Finding my true self, starting over and doing my best to do it right

Here I am about a year and half later and though I am definitely in a better place in many ways I am also definitely not 100% and in some ways feel the same things, go through the same things I did a year ago, just not in as much of a chaotic place and less foggy and more energy, but I know I am not 100%. Also most of the time feel trapped in it with this way of never escaping, not knowing if I am doing enough to combat things or on the right path to build up to that point of doing enough to become symptom free.

I also reflect more on this last year plus and see the person I was and who I was and the way I was and it was truly not me.  A big part of that was the way Lyme, etc has affected me, but also it was part of the shift.  It was the transition phase. I only feel now that I am in the growing, rebuilding stage.

So I recently started with a new doctor who is starting slow with me and started me on a herb, Houttuniyia, which is focused on Bartonella, which my intuition is probably my main issue and the doctor agrees with me. He is starting slow because of what I have mentioned in the past and to see how I react, etc. I am still taking the MMS and Samento and Banderol, which I am not sure how much that helps or does not help.

I have been feeling sick, a bit more so, physically the last couple of days, partially I think it’s a herx but I also am unsure because I have felt this way before on and off. The constant cycling as I call it and how my body always reacts one way or another when I eat something and how my symptoms each day seem to revolve around that.
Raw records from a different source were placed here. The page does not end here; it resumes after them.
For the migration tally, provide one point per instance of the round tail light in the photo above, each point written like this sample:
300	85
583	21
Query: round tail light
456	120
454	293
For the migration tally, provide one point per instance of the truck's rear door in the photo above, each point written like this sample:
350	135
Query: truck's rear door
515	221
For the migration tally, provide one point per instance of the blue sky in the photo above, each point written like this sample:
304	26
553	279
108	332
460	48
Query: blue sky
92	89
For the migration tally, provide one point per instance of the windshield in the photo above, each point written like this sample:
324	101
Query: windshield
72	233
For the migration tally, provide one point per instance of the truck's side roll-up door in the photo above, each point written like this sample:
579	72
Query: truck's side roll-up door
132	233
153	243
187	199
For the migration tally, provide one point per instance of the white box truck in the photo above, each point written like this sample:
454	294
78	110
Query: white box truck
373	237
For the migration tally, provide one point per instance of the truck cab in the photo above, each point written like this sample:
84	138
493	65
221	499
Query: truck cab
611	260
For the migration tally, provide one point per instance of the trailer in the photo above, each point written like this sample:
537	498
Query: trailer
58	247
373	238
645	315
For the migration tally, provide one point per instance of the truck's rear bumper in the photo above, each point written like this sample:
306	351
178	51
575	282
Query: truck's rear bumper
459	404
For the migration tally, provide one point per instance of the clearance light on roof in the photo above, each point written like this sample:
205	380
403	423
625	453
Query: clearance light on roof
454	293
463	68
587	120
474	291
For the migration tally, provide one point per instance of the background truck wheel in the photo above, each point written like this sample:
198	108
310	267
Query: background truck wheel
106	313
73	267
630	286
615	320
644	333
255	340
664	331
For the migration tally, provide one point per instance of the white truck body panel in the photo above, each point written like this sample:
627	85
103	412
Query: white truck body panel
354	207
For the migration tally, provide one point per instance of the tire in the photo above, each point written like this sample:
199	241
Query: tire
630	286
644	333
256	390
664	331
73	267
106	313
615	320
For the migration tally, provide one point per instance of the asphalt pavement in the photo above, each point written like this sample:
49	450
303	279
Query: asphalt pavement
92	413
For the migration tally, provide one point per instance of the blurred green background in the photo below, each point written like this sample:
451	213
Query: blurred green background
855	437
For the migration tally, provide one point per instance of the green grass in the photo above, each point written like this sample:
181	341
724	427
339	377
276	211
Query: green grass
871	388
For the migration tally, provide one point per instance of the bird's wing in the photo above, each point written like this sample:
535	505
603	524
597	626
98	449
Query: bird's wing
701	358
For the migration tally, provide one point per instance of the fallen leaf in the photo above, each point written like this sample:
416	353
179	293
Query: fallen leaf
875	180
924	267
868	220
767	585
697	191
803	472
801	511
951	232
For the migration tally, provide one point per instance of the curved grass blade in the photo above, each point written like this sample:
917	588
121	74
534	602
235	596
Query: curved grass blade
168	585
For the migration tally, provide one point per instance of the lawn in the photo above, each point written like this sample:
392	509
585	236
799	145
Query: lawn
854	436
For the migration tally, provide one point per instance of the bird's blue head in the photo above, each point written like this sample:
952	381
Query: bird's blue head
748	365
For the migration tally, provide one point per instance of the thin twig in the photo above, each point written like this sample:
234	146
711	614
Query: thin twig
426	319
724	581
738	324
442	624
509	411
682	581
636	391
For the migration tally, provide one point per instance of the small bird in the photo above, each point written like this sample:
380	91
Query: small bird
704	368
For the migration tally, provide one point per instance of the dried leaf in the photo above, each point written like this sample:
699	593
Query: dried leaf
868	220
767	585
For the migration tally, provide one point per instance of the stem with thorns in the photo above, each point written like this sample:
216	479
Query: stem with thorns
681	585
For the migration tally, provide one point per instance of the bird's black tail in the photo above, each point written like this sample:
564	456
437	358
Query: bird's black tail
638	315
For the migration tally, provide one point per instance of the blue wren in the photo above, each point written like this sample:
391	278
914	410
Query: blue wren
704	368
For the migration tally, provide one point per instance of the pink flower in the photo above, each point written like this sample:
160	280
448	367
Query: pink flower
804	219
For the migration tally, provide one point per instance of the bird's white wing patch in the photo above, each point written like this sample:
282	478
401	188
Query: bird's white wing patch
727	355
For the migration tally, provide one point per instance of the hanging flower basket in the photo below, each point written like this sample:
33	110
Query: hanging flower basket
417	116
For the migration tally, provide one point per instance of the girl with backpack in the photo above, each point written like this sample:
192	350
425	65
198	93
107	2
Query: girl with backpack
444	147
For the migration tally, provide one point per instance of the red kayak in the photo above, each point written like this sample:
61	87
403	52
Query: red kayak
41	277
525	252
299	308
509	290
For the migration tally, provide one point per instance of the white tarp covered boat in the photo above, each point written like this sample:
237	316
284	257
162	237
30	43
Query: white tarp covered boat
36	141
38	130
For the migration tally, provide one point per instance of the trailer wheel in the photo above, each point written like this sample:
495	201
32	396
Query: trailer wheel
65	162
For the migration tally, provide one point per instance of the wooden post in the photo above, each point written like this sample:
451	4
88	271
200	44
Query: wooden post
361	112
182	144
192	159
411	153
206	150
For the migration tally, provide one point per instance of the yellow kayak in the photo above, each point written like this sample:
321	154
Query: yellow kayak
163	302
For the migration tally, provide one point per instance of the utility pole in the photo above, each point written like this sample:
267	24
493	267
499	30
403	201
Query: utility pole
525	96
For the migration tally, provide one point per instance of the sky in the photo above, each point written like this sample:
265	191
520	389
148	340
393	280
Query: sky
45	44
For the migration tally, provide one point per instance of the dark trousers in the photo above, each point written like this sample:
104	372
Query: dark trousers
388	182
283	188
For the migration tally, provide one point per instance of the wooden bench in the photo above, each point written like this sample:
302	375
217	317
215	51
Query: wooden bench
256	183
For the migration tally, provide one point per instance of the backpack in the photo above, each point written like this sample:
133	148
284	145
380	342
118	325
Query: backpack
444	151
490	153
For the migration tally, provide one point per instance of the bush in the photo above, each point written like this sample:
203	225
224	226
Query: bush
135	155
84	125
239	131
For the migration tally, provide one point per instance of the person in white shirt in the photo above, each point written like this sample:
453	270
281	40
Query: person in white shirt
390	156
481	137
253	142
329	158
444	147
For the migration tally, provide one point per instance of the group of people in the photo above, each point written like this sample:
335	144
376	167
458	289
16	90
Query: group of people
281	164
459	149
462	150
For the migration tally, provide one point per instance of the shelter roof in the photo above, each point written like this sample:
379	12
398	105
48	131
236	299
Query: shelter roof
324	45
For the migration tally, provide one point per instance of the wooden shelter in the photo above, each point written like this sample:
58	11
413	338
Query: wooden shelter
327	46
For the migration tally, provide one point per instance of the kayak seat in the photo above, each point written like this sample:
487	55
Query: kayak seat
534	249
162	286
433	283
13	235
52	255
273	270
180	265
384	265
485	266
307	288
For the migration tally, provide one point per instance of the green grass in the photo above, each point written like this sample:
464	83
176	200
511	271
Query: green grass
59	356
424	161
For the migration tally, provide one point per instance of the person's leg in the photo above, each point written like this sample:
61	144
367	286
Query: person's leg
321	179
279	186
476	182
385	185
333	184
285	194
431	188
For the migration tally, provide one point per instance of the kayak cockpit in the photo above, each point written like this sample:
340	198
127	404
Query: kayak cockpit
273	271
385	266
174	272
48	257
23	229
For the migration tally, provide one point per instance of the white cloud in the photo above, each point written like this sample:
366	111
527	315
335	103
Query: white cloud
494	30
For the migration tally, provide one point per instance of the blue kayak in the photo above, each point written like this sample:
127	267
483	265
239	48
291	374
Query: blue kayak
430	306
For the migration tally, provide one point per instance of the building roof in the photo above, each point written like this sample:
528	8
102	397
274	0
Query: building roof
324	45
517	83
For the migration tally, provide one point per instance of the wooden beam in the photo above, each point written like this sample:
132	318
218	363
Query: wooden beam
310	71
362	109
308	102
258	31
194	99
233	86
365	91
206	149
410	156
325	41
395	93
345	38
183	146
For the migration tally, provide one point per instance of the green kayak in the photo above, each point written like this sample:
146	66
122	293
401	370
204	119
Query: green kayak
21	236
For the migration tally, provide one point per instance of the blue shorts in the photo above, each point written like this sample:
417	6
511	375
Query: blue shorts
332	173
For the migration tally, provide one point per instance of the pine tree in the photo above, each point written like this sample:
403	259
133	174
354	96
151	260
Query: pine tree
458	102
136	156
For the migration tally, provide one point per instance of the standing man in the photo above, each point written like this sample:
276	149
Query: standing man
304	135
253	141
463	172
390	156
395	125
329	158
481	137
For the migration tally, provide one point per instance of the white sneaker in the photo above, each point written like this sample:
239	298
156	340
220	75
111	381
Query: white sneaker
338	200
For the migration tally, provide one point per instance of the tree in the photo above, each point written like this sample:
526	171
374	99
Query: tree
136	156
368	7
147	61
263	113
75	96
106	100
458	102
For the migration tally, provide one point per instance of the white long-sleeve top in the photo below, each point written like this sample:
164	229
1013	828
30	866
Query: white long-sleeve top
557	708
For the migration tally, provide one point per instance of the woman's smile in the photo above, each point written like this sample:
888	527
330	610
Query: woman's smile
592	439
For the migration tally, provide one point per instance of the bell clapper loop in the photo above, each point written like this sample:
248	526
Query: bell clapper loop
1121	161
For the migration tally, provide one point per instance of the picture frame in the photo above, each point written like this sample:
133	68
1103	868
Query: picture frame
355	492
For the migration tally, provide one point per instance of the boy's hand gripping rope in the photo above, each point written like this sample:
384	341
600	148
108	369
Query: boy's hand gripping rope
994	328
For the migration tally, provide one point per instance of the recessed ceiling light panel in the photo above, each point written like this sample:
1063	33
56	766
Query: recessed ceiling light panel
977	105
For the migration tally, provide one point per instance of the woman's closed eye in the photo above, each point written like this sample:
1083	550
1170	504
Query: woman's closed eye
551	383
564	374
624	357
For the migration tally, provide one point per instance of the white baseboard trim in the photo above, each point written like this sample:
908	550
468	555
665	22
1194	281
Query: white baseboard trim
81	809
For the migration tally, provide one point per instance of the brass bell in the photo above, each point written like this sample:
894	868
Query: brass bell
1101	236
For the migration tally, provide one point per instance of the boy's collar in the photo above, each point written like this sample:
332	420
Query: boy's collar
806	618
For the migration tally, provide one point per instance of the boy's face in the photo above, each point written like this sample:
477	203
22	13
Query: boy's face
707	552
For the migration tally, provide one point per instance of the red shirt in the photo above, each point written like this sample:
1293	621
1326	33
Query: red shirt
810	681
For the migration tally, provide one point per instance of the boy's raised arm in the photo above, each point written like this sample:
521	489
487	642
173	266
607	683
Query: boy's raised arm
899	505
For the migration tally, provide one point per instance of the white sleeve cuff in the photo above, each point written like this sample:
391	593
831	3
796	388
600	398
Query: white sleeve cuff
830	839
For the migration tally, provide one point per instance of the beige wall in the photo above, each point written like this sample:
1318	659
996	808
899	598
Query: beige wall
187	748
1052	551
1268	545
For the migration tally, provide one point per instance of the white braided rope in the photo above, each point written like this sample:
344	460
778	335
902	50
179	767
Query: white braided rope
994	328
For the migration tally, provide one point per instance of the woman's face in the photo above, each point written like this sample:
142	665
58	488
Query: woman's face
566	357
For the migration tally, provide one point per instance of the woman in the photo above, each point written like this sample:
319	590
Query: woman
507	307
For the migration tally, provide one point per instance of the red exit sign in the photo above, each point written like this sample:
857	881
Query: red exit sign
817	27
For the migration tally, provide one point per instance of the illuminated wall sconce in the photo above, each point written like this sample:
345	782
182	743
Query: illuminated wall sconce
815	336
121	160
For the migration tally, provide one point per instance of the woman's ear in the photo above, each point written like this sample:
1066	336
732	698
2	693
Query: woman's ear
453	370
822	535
When I feel bad, I get anxious, as it brings up memories of the past, and I also start to question is this ever gonna end and I don’t want this to be my life and I know it won’t be. I also get anxious about getting on the right treatment plan that I know will eradicate the issue and set me back to full balance, health and happiness, which I know is not easy to tell.

I also think about if antibiotics are absolutely necessary for me to be symptom free and move on from this and for it to never happen again. I was speaking with a woman who is now symptom free, who was on ABX therapy for 2 years and still is. Her story is probably one of the closest I have found to mine, as she got sick years ago, didn’t know what it was, moved through it and then came back again much worse. Her doctor said antibiotics are absolutely necessary to fully eradicate things and she had not seen anybody in her experience that beat it without them. I know people who have, but it does make me wonder, considering how similar her situation is to mine.

I know when I first started taking the abx and had no idea what it was, what was going on, it was done by a doctor who had absolutely no business treating me, I didn’t know better because I was so lost in a fog, had no motivation and was so reliant on her. She did nothing to help me detox as well and makes me wonder if things were done slow and right, if it would have been the right way to go. I of course don’t know that for sure.

So I need to now just trust the path, listen to my body, and put my faith in my new doctor to get me back to balance and if he thinks abx will work and are necessary then I will try it, which I am not against, as long as I know it will help and work and get me back to that place of strength and clarity.